The Zambia Correctional Service is governed by chapter 97 of the laws of Zambia (Prisons Act), which was under review in 2016 following the Service’s name change from Zambia Prisons Service to Zambia Correctional Service on 5 January 2016. According to article 193 of the Republican Constitution, the Service is mandated to manage all prisons and correctional centres across the country. The Service is headed by the Commissioner General and is subdivided into two divisions, each headed by a Deputy Commissioner General. The Service has 87 correctional facilities across the country and its mission is to provide humane custody and quality correctional services in order to promote public safety and to contribute to the social economic development of the country.

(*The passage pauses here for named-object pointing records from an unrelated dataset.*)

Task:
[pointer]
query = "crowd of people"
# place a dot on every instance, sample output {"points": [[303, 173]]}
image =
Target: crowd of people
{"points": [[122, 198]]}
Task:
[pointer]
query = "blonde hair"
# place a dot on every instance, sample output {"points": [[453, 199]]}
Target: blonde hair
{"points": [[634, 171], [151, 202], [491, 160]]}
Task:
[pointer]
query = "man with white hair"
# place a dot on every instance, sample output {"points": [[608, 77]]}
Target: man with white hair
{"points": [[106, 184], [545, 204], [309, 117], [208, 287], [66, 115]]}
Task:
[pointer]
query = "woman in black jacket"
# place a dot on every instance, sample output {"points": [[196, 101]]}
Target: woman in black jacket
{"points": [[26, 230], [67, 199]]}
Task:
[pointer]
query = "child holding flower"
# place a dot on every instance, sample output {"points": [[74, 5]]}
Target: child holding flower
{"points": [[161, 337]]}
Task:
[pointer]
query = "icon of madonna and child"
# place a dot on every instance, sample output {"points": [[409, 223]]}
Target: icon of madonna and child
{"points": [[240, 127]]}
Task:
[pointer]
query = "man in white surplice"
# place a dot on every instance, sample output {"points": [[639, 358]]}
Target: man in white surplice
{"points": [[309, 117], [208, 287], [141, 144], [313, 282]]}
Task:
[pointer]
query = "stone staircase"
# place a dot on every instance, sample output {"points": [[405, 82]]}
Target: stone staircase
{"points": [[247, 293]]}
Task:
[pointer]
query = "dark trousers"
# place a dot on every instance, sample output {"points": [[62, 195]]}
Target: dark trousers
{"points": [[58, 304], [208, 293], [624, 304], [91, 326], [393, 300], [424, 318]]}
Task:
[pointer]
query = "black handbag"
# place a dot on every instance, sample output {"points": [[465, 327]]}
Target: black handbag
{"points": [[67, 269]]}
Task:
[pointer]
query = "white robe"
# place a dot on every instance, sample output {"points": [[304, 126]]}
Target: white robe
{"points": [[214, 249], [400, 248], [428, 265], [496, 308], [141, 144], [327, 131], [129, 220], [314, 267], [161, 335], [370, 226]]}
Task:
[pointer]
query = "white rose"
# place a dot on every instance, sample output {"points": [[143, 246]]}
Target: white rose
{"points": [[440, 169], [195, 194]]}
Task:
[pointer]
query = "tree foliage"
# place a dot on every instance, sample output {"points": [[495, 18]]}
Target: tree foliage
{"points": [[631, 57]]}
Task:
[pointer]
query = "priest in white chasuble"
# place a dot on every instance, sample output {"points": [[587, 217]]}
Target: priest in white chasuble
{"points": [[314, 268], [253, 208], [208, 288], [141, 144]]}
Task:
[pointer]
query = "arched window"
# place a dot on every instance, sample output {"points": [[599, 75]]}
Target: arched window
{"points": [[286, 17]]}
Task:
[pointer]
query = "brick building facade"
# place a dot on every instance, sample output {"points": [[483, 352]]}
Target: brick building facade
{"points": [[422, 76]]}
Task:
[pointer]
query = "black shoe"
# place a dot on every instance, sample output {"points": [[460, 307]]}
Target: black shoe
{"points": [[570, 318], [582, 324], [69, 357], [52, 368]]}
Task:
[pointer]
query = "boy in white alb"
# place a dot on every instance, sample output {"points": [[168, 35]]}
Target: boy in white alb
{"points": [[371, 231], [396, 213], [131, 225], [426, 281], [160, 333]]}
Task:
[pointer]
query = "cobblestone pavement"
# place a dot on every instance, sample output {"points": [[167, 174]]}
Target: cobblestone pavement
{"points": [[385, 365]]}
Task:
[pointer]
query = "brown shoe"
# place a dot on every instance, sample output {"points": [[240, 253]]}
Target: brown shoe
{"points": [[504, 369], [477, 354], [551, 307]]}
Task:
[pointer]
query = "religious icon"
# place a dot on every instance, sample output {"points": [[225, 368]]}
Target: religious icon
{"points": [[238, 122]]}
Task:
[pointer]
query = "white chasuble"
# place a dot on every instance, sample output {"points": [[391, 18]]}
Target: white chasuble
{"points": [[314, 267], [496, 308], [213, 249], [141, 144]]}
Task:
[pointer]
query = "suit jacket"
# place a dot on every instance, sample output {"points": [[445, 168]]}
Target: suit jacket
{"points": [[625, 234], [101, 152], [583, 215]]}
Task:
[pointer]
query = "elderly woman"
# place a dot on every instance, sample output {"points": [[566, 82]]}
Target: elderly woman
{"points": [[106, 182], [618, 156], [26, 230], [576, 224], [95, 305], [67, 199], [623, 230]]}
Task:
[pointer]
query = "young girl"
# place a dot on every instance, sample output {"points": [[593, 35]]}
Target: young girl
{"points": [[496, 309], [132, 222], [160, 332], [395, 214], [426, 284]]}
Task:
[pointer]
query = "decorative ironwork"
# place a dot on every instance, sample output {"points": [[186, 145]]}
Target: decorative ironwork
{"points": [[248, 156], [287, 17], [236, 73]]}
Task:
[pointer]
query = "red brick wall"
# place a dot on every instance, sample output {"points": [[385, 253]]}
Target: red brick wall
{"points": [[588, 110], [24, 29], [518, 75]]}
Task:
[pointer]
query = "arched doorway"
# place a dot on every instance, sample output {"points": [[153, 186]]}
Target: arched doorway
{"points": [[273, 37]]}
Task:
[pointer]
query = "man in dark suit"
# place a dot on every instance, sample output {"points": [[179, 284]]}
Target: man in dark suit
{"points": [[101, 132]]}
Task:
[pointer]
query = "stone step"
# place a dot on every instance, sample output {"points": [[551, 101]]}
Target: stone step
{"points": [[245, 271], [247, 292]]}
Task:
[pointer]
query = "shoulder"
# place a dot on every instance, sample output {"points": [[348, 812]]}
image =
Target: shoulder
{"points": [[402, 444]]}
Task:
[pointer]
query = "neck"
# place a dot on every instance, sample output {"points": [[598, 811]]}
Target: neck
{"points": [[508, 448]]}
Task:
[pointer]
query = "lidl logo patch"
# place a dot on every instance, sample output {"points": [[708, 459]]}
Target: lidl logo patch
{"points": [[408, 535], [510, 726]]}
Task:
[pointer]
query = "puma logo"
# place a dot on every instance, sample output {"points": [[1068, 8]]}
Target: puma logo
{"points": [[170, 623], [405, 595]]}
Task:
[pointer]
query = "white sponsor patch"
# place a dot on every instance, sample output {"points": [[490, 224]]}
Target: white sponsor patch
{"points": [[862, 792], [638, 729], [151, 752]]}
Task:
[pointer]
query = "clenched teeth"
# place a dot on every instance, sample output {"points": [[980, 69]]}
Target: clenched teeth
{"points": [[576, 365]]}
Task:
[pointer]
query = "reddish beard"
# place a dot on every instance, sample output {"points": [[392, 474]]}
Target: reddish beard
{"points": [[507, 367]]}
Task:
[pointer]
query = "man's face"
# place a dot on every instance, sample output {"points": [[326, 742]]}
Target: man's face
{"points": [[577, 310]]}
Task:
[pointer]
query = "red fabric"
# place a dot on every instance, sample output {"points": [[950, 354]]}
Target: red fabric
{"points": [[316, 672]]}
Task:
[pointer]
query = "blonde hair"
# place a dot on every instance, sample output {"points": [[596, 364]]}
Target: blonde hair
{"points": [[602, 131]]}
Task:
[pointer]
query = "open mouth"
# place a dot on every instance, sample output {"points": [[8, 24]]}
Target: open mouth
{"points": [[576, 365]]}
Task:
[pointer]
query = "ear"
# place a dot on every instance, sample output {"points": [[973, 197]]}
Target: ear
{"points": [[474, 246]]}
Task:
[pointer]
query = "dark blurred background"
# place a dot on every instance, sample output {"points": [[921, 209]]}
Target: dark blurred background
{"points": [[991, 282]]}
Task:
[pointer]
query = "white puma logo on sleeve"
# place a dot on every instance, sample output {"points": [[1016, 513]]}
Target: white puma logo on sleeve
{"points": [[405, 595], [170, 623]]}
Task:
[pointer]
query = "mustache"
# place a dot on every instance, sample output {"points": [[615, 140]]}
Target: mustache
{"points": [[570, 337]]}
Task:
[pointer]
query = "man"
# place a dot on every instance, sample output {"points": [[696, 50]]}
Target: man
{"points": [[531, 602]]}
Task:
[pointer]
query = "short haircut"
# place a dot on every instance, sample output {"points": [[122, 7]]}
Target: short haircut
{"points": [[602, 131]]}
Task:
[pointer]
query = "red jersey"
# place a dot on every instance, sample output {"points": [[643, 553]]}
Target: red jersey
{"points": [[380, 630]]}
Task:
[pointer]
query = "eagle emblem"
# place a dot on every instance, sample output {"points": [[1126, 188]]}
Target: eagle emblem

== Mission and functions ==
The Zambia Correctional Service, falling under the Ministry of Home Affairs, is mandated to manage all prisons and correctional centers nationwide. Its mission is to provide humane custody and quality correctional services, promoting public safety and contributing to the country's socioeconomic development. The service is actively involved in providing education to adult inmates, offering primary, secondary, and tertiary education.

The functions of the Zambia Correctional Service are outlined in the Zambia Correctional Service Act, 2021. These include the establishment, management, and control of prisons and correctional centers, the correction and reformation of inmates, and the establishment of the National Parole Board, among others. The institution plays a vital role in shaping the justice system and contributing to the overall well-being of society.